Jura Frankońska w zasadzie nie jest górami. To raczej wyżyna sięgająca kilkuset metrów nad poziom morza, ale chwilami przewyższenia osiągają tu - bagatela - 200 metrów, więc geografowie zastanawiają się, czy to aby jednak nie góry niskie.

200 metrów to sporo, nie tak łatwo tu podjechać nawet samochodem. Trzeba redukować bieg, ale brniemy. To wszak Park Jurajski.

Krajobraz epoki jury
Krajobraz epoki juryGerhard BoeggemannWikimedia

Brzeg płytkiego, ciepłego morza w środku Niemiec

Jura, czyli czas wielkiego rozkwitu życia na Ziemi, w tym królestwa dinozaurów, wzięła nazwę właśnie od tego miejsca. Od Jury Frankońskiej, gdzie znajdowało szczątki z tego okresu.

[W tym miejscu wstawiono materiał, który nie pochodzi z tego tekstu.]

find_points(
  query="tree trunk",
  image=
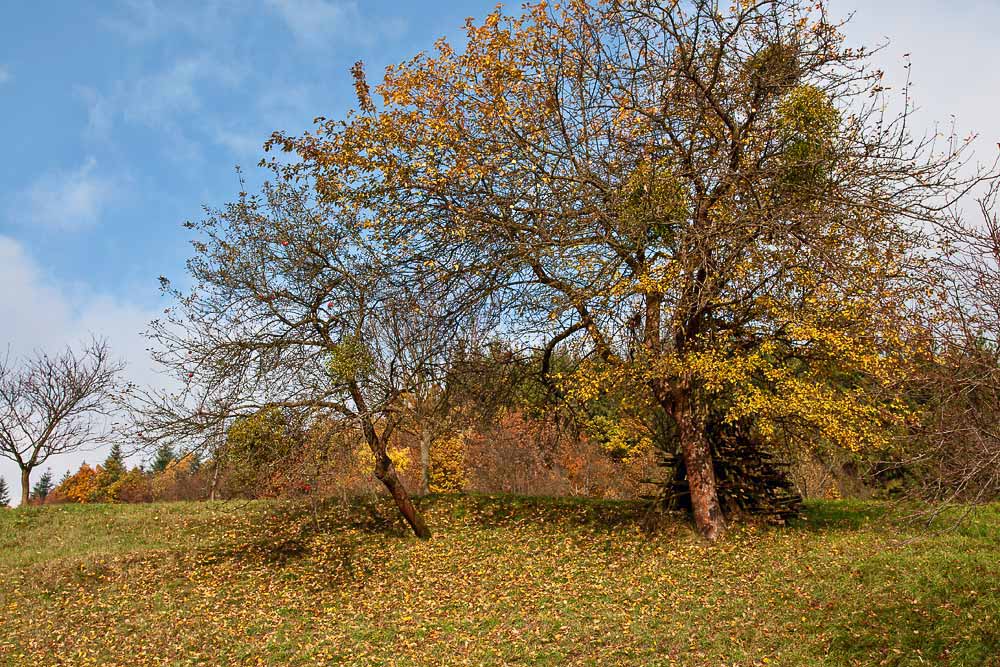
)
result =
(697, 453)
(25, 486)
(425, 460)
(215, 479)
(385, 471)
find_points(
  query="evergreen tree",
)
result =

Park Jurajski został stworzony przez Johna Hammonda (w tej roli Richard Attenborough; Richard, a nie David - to jego brat), Michaela Crichtona i Stevena Spielberga, ale de facto istniał naprawdę tutaj 150 milionów lat temu.

Epoka jury w środku mezozoiku to czas, gdy dinozaury, pterozaury i wodne zwierzęta jak ichtiozaury czy plezjozaury osiągnęły pełnię rozkwitu. Gdy myślimy o tych olbrzymach ważących nawet po 100 ton, o wielkich zauropodach, to żyły w większości z jurze. Nie było wtedy jeszcze tyranozaurów, ale były inne duże drapieżne dinozaury jak allozaury. Nie było triceratopsów, ale rośliny obgryzały wielkie stegozaury. I to nie takie rośliny, jakie znamy dzisiaj. Nie było trawy, nie było roślin kwiatowych, wielu obecnych drzew. Rosły sagowce, araukarie, cisy, miłorzęby czy paprocie drzewiaste.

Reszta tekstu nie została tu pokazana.